Alargó la "y" como una fanfarria, y sacó, orgullosa, una cuchara de plata.

– ¿Una sola?

– No necesitamos más.

Arrastraron el banco hasta el límite mismo de la ancha entrada y se sentaron con los cuerpos hacia adentro, los talones fuera, los tobillos cruzados, comieron grosellas negras con crema y azúcar, turnándose con la cuchara hasta que, al final, Lorna raspó hasta el último vestigio de zumo purpúreo de las paredes del tazón y se lo ofreció a Jens.

– Cómalo usted -le dijo él-. Es lo último.

– No… usted -insistió la muchacha.

Una muñeca de Jens estaba apoyada sin querer en el respaldo del banco, detrás del hombro de Lorna, y el resto del cuerpo relajado, por fuera. Lorna sostuvo la cuchara en el aire, esperando, y los ojos castaños miraron dentro de los azules, empeñada en darle el último bocado. Por fin, Jens inclinó la cabeza hacia adelante y abrió la boca. Lorna atisbó la lengua y contempló, fascinada, cómo los labios se cenaban sobre la cuchara… y esta les modificaba el contorno… y seguía y seguía dentro de la boca… cómo ese único beso regresaba para embrujarlos.

Finalmente, sacó la cuchara, que produjo un suave tintineo contra el tazón que, a su vez, no hizo ruido entre los pliegues de la falda de Lorna. Lo único que se oía eran los golpes fuertes de los latidos de los corazones y la respiración de los dos, al tiempo que una incómoda tensión crecía y florecía entre ellos. Durante días, fueron buenos, cuidadosos, discretos y prudentes pero fracasaron. No podían ser, simplemente, amigos pues lo que querían era ser amantes.

Mucho antes de que Jens se moviera, los dos sabían que lo iba a hacer.
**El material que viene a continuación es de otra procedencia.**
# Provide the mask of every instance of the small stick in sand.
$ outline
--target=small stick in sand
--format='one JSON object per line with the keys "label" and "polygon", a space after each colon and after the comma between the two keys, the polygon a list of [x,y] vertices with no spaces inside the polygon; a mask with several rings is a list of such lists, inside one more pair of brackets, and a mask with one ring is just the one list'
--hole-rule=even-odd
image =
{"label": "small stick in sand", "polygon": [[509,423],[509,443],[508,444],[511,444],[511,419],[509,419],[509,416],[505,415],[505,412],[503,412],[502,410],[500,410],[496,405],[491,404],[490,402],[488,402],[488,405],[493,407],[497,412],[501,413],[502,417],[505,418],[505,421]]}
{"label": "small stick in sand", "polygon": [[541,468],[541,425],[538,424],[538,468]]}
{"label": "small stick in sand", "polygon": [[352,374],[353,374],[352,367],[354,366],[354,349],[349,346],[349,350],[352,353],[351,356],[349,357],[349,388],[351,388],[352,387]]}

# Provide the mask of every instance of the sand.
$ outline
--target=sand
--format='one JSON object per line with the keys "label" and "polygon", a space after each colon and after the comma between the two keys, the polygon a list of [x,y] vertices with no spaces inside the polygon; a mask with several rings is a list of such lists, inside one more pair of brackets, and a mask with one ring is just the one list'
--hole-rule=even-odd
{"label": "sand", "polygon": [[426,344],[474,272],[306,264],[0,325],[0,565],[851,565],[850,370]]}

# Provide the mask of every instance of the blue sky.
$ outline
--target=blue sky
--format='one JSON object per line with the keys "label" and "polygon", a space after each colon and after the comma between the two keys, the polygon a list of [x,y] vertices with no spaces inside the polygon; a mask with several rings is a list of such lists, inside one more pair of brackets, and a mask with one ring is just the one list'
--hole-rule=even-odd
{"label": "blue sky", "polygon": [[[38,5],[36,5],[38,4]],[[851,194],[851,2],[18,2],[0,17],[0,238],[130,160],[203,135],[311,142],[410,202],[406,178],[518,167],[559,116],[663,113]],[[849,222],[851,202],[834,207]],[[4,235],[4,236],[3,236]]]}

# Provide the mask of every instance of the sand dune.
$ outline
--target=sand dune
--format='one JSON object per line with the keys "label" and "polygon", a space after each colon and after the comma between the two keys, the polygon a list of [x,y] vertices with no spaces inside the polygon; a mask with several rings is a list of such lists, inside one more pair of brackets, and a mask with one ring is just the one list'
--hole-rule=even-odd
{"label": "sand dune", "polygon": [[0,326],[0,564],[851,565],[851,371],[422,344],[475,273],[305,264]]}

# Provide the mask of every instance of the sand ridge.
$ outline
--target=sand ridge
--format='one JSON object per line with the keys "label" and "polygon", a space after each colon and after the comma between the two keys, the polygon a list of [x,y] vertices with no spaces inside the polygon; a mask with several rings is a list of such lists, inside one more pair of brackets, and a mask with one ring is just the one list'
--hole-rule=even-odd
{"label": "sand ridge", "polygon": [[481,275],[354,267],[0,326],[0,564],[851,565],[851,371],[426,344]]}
Levantó el brazo del banco y atrajo a Lorna hacia él en un movimiento decidido, al mismo tiempo que ella levantaba la cara hacia la de él que descendía. Los dedos de Jens se curvaron bajo la axila de Lorna, y el brazo de ella fue al cuello de él. No hubo fingimientos ni reservas, coqueterías ni afectación. El beso fue camal, íntimo, denso desde el instante del contacto. Participaron las lenguas y los dientes, y una gravedad obstinada que no quería permitirles estar lo bastante cerca, les indicó la inclinación necesaria. Tenía sabor a grosellas negras y a tentación, un sabor que intercambiaron con sus lenguas y se prolongó más que el sabor de las frutas. Acabó cuando Jens se inclinó para librarse del tazón y de la cuchara antes de volver a besarla. La muchacha se apretó, ansiosa, contra él, y con las manos libres, las extendió sobre la espalda de Jens como el sol sobre una pradera. Abrieron las bocas. Se acariciaron en todas las partes permitidas: el torso, la espalda, la nuca, la cintura… y las que clamaban por la caricia quedaron insatisfechas. Cuando por fin, el beso terminó se apartaron serios, el aliento golpeando la cara del otro, a la vista de cualquiera que acertara a dar la vuelta en la curva del camino.

Jens se soltó y ordenó:

– Ven conmigo.

La llevó de la mano hacia adentro, donde la pared los ocultaba. Ahí, en la sombra, la acercó otra vez a él y Lorna aceptó, feliz, de puntillas, con sus brazos alrededor de los hombros de él. Con los cuerpos juntos, se besaron y descubrieron la maravilla de amoldarse uno a otro, tal como habían imaginado a menudo. Los minutos se estiraron en la quietud penumbrosa de la tarde, las manos de Jens juguetearon en la espalda de Lorna, bajaron por los lados hasta las caderas, se deslizaron hacia arriba hasta los lados de los pechos, muy cerca del peligro.